「铛!铛!铛!」
铺子里,周山正赤着上身,抡着大铁锤,砸着一块烧红的铁。
「周大哥,生意不错啊,这肌肉越来越帅了啊。」
周山听到声音,抬起头,抹了一把脸上的灰,先是一愣,随即咧开嘴笑了:
「张兄弟!你怎么跑这儿来了!」
张玄看着略显憔悴的周山,微微有些感慨:
「周兄,好些日子没在武馆瞧见你了。怎么,家里的生意太忙,连桩功都顾不上站了?」
听到这话,周山放下手里的大铁锤,拿起脖子上的毛巾擦了擦汗,眼神里闪过一丝无奈。
「嗨,什么生意忙不忙的。」周山走到一旁的矮凳上坐下,自嘲地摇了摇头,「兄弟,哥哥我跟你交个底吧。我前几天在家里试着冲了几次磨皮,都没成,反而把大筋拉伤了。」
他拍了拍自己的腰,叹了口气:
「武道这条路啊,强求不来。我还是安分当个铁匠吧,这辈子……也就这样了。
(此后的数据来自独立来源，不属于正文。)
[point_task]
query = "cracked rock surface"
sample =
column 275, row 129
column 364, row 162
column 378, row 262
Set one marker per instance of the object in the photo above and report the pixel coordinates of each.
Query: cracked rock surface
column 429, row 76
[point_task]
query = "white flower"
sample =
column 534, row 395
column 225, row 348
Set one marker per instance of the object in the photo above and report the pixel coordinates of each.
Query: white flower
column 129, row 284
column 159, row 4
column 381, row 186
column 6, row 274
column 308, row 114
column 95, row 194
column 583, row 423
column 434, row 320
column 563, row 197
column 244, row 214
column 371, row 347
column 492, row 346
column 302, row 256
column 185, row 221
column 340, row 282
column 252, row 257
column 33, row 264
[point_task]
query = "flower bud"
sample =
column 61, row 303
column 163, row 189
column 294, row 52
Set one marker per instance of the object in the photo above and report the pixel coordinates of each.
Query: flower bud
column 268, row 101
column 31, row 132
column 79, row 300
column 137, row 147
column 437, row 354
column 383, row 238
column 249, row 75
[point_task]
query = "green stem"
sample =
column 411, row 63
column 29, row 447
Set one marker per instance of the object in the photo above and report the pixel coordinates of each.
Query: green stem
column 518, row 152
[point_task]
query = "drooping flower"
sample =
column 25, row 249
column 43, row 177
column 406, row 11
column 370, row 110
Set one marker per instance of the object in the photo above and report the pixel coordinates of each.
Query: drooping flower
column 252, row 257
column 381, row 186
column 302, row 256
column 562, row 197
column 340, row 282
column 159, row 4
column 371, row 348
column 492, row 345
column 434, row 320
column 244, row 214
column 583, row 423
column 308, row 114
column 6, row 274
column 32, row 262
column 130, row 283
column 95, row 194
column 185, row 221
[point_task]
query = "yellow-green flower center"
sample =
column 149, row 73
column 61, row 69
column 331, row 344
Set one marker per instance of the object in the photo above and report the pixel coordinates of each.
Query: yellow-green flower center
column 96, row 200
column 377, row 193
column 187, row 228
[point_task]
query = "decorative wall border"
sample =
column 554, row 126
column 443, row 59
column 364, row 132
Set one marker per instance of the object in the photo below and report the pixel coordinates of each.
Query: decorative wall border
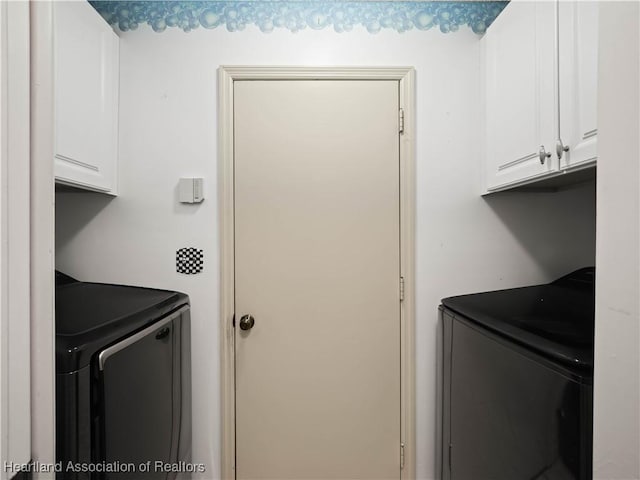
column 343, row 16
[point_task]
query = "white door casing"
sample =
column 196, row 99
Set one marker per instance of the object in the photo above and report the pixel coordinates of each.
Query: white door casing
column 402, row 81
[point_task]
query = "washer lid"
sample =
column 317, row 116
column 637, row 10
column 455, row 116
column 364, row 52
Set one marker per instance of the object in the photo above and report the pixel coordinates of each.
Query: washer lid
column 556, row 320
column 90, row 316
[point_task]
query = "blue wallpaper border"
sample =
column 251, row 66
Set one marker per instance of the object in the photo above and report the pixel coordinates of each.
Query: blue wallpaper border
column 342, row 16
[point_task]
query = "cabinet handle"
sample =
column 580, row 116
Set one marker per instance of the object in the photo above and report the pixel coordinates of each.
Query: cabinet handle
column 561, row 148
column 543, row 154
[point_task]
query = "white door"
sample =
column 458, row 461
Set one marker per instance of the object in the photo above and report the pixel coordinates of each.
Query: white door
column 519, row 81
column 317, row 262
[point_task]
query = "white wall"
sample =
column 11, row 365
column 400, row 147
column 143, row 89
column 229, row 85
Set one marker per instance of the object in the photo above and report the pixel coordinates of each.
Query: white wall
column 465, row 243
column 617, row 368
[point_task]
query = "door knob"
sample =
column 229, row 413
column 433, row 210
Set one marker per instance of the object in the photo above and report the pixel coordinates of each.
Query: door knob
column 247, row 322
column 543, row 155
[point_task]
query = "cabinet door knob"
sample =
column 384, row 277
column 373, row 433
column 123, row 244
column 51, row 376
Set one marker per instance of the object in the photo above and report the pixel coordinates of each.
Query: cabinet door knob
column 543, row 154
column 561, row 148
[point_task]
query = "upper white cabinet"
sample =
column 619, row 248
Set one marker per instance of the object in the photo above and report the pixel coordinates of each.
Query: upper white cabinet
column 540, row 62
column 86, row 66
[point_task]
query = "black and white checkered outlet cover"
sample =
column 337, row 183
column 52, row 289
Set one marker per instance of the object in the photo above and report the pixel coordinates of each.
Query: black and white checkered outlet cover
column 189, row 260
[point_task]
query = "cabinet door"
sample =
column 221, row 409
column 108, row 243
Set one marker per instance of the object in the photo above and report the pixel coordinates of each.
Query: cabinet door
column 86, row 96
column 578, row 77
column 519, row 83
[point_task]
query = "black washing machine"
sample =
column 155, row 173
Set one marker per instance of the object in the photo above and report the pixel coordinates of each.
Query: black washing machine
column 518, row 382
column 123, row 381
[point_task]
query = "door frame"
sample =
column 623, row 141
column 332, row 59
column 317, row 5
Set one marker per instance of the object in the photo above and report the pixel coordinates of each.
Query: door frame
column 227, row 75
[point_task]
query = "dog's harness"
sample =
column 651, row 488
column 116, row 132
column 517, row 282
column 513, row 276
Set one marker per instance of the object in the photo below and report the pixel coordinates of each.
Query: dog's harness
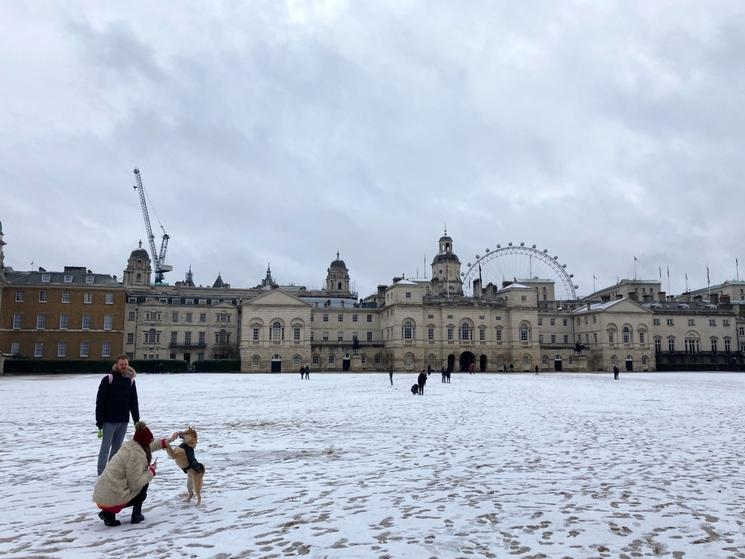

」
看着周山那副认命的模样,张玄心里五味杂陈。
这就是底层普通人的缩影,如果自己不是有面板,那自己这辈子也是这样了。
「周哥的手艺在这外城也是数一数二的,做个打铁匠,不用出去刀口舔血,也是件美事。」
张玄走上前,拍了拍周山的肩膀。
「那是!」周山重新打起精神,嘿嘿一笑,「对了,你今天来找哥哥,肯定不是专门来叙旧的吧?外面现在乱得很,你这内院高徒跑出来干嘛?」
张玄也不绕弯子,说道:「周哥,你家铺子里,有没有甲胄?」
「甲胄?」周山一愣,随即神色严肃起来,拉着张玄走进了铺子后堂。
「张兄弟,甲胄这东西,衙门管得严,普通铁匠铺根本不敢打。不过……」周山左右看了一眼,「咱们兄弟谁跟谁,我爹早年间偷偷留了一件『乌金丝』混编的软甲,防一般的刀剑绝对没问题,就是价格……」
「钱不是问题。」张玄直接掏出那张五十两的银票放在桌上。
周山虽然疑惑张玄哪来的这么多钱,但也没多问,转身从床底下一个暗格里,抱出了一个沾满灰尘的木盒。
打开木盒,里面静静地躺着一件呈现出暗黑色的轻薄软甲。